My dump from yesterday dried up pretty quick. No finds for the day from there. So I went for a walk next door to behind my neighbor's house and started finding prohabition era ("Federal law prohibits the sale and reuse of this bottle" Prohibition?) flasks and bottles. Under a few sticks I found this cute thing. The sides say "Auburn safe play Toys" and "Auburn Telephone" so this is what appears to be a telephone maintanence truck. It's made from moulded plastic and I thought these trucks were made in cast iron as well? Can anyone give me a little more information on the company, the truck itself, and possible value? It's a little crooked and warped because of the years in the dump and both axles are broken but the wheels are still on there.


----------



## JOETHECROW (Aug 15, 2010)

That's a cool little truck.


----------



## Poison_Us (Aug 15, 2010)

It sure is.  I grew up just outside of Auburn..........California.  So probably not the same place.
 Here is a look at old town....  Makes me a little homesick to brows the pix.  The most recognizable building in the area is the old firehouse.  Some artist created a painting of old town some time ago and I stumbled upon it in a gallery in the Rushmore Mall in Rapid City.  I spotted the old firehouse from across the room.  I wanted to buy it, just because.  
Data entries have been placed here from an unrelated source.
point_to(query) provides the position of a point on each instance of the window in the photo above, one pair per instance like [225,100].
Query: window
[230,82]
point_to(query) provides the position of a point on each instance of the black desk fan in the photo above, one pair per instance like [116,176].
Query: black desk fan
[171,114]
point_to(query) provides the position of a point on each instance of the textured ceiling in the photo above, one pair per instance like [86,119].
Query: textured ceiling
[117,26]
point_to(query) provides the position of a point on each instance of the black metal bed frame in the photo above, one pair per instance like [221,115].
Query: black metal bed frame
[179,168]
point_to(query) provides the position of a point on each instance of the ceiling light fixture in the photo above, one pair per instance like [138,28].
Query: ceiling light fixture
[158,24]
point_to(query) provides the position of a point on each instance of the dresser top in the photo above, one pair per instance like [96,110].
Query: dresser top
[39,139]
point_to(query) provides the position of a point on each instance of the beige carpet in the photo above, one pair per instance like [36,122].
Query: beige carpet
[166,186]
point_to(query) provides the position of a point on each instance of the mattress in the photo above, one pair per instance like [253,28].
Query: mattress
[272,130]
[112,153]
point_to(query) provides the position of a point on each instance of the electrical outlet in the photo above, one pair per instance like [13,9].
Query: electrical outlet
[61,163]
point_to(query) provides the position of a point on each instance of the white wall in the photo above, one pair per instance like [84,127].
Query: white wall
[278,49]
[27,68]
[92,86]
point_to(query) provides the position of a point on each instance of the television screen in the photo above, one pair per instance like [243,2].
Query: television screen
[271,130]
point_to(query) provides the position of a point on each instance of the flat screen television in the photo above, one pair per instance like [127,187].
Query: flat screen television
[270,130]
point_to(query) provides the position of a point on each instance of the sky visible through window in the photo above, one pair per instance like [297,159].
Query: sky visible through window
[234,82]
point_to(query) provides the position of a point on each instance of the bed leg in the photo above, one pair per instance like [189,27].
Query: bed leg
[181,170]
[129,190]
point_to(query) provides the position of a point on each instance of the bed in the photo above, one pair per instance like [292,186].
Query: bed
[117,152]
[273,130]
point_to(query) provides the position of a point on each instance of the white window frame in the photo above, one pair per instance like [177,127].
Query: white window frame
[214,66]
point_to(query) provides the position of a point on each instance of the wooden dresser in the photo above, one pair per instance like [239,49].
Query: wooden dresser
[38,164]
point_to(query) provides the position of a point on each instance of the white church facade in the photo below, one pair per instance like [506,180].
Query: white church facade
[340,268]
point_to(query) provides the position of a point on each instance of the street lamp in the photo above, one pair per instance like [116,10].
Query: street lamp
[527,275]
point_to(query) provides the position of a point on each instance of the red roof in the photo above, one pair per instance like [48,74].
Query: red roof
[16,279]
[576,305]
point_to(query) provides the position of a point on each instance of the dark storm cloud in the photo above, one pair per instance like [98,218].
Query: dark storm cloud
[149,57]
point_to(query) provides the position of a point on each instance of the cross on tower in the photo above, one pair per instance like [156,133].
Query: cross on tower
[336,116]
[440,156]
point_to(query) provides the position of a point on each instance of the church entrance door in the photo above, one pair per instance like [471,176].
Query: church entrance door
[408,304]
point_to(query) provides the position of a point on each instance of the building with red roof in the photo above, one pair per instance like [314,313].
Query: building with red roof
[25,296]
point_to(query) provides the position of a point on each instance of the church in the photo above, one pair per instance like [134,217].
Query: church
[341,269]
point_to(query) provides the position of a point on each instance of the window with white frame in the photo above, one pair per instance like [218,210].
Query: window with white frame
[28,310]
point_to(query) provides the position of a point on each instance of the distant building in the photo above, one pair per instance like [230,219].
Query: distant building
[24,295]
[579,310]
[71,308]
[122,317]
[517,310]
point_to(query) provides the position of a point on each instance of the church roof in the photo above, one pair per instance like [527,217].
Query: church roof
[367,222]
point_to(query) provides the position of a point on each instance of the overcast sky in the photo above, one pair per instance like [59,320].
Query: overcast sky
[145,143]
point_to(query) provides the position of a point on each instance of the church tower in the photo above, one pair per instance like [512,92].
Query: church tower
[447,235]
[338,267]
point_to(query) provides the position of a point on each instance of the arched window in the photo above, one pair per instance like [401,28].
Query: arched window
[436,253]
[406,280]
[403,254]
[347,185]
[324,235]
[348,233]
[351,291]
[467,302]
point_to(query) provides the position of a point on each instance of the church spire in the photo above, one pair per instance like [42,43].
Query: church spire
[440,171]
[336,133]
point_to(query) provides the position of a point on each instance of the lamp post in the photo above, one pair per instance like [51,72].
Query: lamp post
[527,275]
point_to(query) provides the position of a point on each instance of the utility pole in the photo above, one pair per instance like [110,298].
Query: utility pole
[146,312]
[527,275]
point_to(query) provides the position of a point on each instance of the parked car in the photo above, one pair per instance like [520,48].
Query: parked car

http://www.oldtownauburnca.com/list.php?cat=5&sub=5

 Oh, and this is where a good portion of Phenomenon was filmed.  Opening shot is Sacramento street.  You could see all filming stuff from the interstate.  After shooting I was in some of the shops and many had pictures of the actors and such hanging in their shops.


----------



## bottle_head9 (Aug 15, 2010)

Very cool find.[]


----------



## surfaceone (Aug 15, 2010)

Hey Kenneth,

 I really like that truck. Great recovery, and in amazing shape, considering it's previous resting place.

 There's a great article on The Auburn Rubber Co. and their toys @ Toy Collector Magazine.






 There's a lesser write up @ Wiki-ville.




From.

 The "Federal Law Forbids..." language is post Prohibition, (1932-1964) and what I consider an in ground dating signal.


----------



## kwalker (Aug 15, 2010)

Thanks for those links surfaceone, they really helped and so did your help on the bottles too. This helps put an approximate age on the truck. I think the model of the truck is a '54 Ford F350. What do you think? This is a similar model of the truck outfitted with road-railer wheels.


----------